U.S. District Judge William Stickman IV, who President Donald Trump nominated last May, ruled Monday that Pennsylvania Gov. Tom Wolf’s unilateral limits on gathering sizes and business shutdowns are arbitrary and unconstitutional.
Stickman said the state’s orders violate the “the right of assembly enshrined in the First Amendment,” the Philadelphia Inquirer reported.
Stickman that Wolf’s executive orders “were undertaken with the good intention of addressing a public health emergency. But even in an emergency, the authority of government is not unfettered,” KDKA and the Associated Press reported.
Wolf had already revoked his stay-at-home order and many mandatory business closures before the ruling came down.

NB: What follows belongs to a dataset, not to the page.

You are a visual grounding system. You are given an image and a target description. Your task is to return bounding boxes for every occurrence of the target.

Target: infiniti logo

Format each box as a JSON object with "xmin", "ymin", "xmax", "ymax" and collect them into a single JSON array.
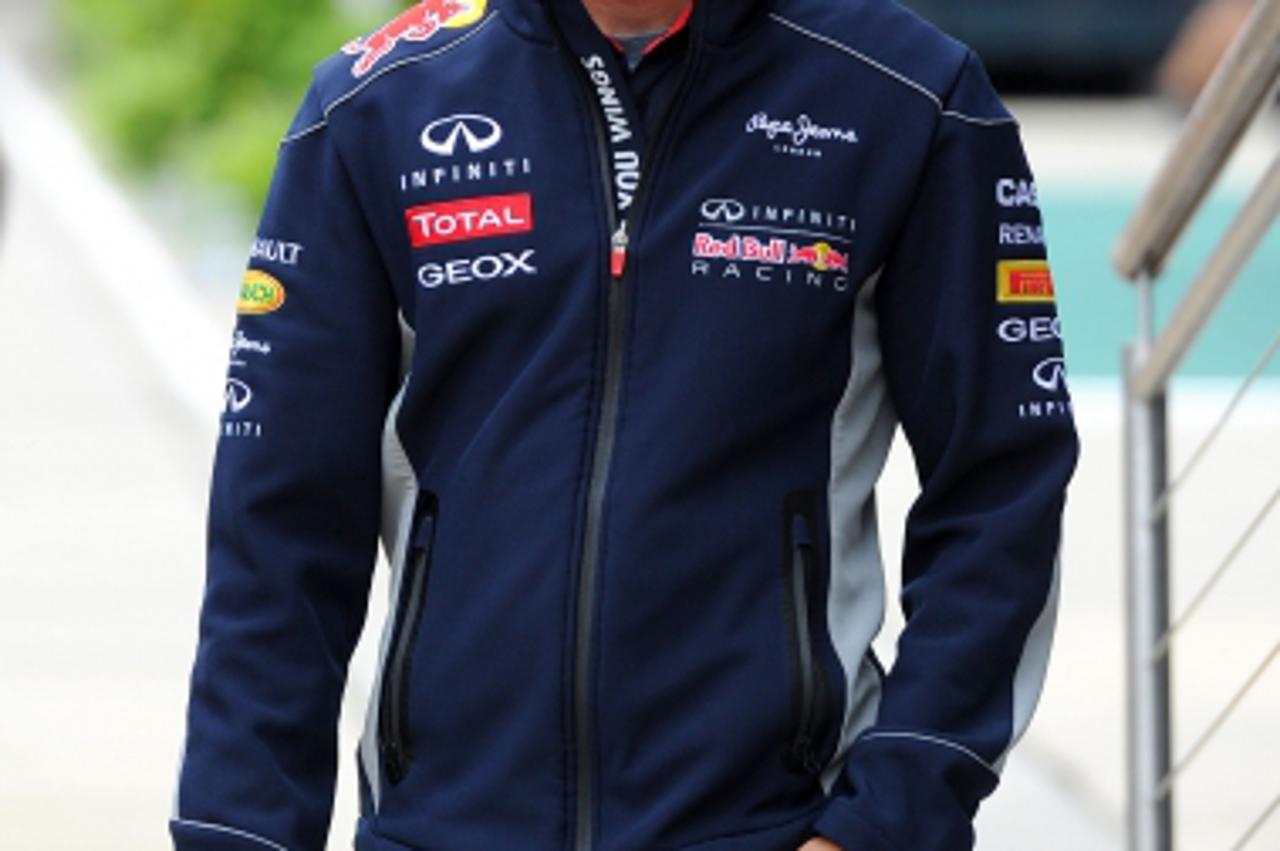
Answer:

Yet many of his directives remain intact, as the state government continues to target restaurants, bars, and salons.
Not more than 25 Pennsylvanians can gather inside at a time and not more than 250 can gather outside at a time.
Restaurants must limit their indoor seating capacity to 25 percent.
Customers cannot drink alcohol at a restaurant unless they buy the drink with a meal.
Wolf announced that he will tolerate 50 percent capacity at restaurants on Sept. 21.
His administration has not yet announced whether they will challenge the judge’s decision.
Republican legislators and four counties filed the lawsuit against the governor and Secretary of Health Dr. Rachel Levine in May.
These counties may face punishment for their resistance.
Wolf has threatened to block coronavirus aid to counties that refuse to enforce his mandates because they are “choosing to desert in the face of the enemy,” Fox News reported.
Butler, Fayette, Greene and Washington counties, which are in southwestern Pennsylvania, joined with Rep. Mike Kelly, R-Penn., and state reps. Marcie Mustello, Daryl Metcalfe and Tim Bonner to sue Wolf and Levine.
“The liberties protected by the Constitution are not fair-weather freedoms — in place when times are good but able to be cast aside in times of trouble,” Stickman wrote.